L’enquête 2025 du CNL réserve une surprise de taille : la désaffection pour les livres touche toutes les catégories socio-professionnelles, y compris supérieures.
Stephane MOUCHMOUCHE / HANS LUCAS

"Je regarde des séries débiles sur Netflix" : les Français lisent moins, et même les "élites" sont accros aux écrans

Une page qui se tourne ?

Par Ève Charin

Publié le

Dans un monde anxiogène, aurait-on renoncé à trouver refuge dans les livres ? Le dernier baromètre sur les Français et la lecture publié le 8 avril par le Centre national du livre (CNL) témoigne d’un « décrochage extrêmement violent ». C’est ce que constate Étienne Mercier, directeur Opinions de l’institut Ipsos, qui mène depuis 2015 cette enquête bisannuelle auprès de 1 000 personnes âgées de plus de 15 ans.

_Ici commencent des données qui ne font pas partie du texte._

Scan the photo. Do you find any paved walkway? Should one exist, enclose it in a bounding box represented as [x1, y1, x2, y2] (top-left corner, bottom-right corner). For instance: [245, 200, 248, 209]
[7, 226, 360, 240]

Depuis cinq ou six ans, Katell ne lit « presque plus ». Cadre sup dans une multinationale, cette femme de 55 ans, bac + 5, a pourtant « adoré ça » – nous confie-t-elle dans un bistrot parisien. « Avant, je lisais une quarantaine de bouquins par an, des romans, des polars, des essais… J’ai quasiment arrêté. Au cours des douze derniers mois, je n’ai lu que cinq ou six livres ». Un exemple d’une grande banalité, nous apprend le baromètre sur les Français et la lecture publié mardi 8 avril par le CNL.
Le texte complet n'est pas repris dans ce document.